Devasa meselelerle karşı karşıyayız. Didişmemeliyiz, dayanışmalıyız ve dayanışarak "yedi düvel"e dayanmalıyız. Birbirimizle köprüleri atar, yüz yüze bakamayacak hâle gelirsek, "akbabalar"ın işini kolaylaştırırız.
Artık iflasımızdan bahsediliyor. Osmanlı'nın çöküşünün bir başlangıcı "Düyunu Umumiye", bir başlangıcı da azınlıkların kışkırtılmasıdır.
Biz "Kudüs" derken, bir dönüp bakmışız, iflasımız bile ilân edilmiş. Bir şey dillendirilmeye başlanmışsa, mutlaka bir sebebi vardır.
Makro ekonomist ve finans tarihçisi Russell Napier, İsviçre gazetelerinden Neue Zürcher Zeitung'ta çıkan mülakatında, Türkiye'yle ilgili "felâket senaryosu" yazıyor.
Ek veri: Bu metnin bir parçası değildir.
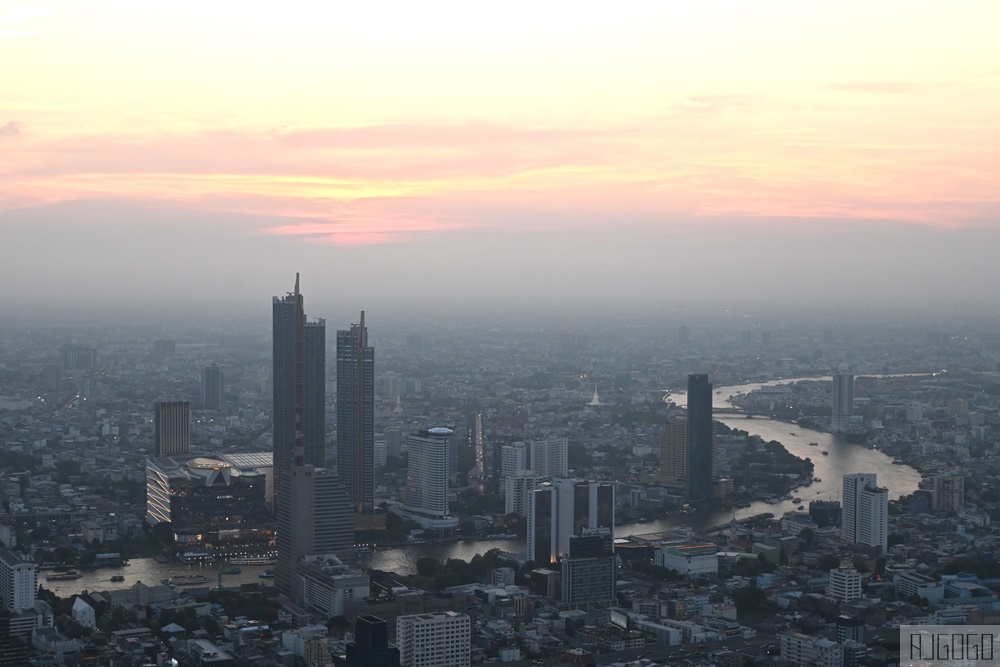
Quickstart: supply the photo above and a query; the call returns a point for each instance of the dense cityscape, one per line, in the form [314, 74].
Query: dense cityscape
[638, 493]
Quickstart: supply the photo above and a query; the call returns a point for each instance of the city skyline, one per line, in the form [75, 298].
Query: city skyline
[748, 145]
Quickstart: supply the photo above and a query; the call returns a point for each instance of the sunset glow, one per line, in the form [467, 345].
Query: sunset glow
[361, 125]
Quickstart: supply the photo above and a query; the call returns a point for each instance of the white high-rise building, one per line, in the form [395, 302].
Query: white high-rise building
[548, 458]
[434, 640]
[843, 399]
[845, 584]
[427, 472]
[18, 581]
[562, 509]
[864, 511]
[517, 491]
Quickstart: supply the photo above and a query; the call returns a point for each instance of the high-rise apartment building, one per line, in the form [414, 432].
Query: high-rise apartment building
[864, 511]
[172, 428]
[701, 458]
[371, 646]
[211, 388]
[434, 640]
[356, 415]
[562, 509]
[427, 472]
[314, 518]
[673, 454]
[298, 383]
[517, 491]
[843, 399]
[18, 581]
[549, 458]
[948, 493]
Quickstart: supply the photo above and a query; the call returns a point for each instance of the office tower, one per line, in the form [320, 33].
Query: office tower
[356, 415]
[434, 640]
[299, 383]
[18, 581]
[548, 458]
[562, 509]
[172, 428]
[393, 441]
[211, 388]
[514, 458]
[864, 511]
[314, 518]
[371, 647]
[427, 472]
[701, 460]
[843, 399]
[219, 500]
[673, 454]
[78, 358]
[948, 494]
[588, 572]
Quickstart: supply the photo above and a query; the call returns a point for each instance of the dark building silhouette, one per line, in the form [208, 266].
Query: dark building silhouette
[211, 387]
[164, 347]
[171, 428]
[78, 358]
[371, 647]
[356, 415]
[701, 463]
[13, 651]
[299, 383]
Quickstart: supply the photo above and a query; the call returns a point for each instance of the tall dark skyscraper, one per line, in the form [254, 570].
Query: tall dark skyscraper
[700, 438]
[299, 381]
[211, 388]
[356, 415]
[171, 427]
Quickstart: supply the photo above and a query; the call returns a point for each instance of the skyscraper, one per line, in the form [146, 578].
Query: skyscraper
[427, 472]
[172, 427]
[314, 518]
[701, 463]
[299, 383]
[567, 508]
[843, 399]
[356, 415]
[434, 640]
[673, 453]
[211, 387]
[864, 511]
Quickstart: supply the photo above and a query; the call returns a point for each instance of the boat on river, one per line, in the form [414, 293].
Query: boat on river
[193, 580]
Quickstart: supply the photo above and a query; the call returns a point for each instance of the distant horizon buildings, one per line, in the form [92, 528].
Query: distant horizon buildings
[211, 387]
[171, 428]
[864, 511]
[356, 415]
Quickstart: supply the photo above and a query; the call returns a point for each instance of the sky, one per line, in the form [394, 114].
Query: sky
[457, 155]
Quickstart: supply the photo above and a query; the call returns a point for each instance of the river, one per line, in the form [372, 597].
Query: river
[843, 458]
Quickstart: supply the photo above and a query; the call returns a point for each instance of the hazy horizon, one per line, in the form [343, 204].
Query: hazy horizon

Russell Napier yabancı, mülâkat verdiği gazete de yabancı. Türkiye için saptırıcı konuşabilir mi? Mülâkatın çevirisini baştan sona okudum. Mantıkî sözler ediyor. Ekonomistlerin bu mülâkatı analiz etmeleri lâzım. Adam; hükûmet edenler, acaba üzerime gelirler mi, mülâkat verdiğim gazeteyi kapattırırlar veya "yandaş"a satın aldırabilirler mi, beni işsiz bıraktırırlar mı, endişesi taşımadan açık açık görüntümüzü söylüyor.
Bütün yatırımcılar, Türkiye ile bağlantılı çevreler bu mülâkatı okuyor. Onlar için bir hazır rapor sunmuş oluyor Russell Napier.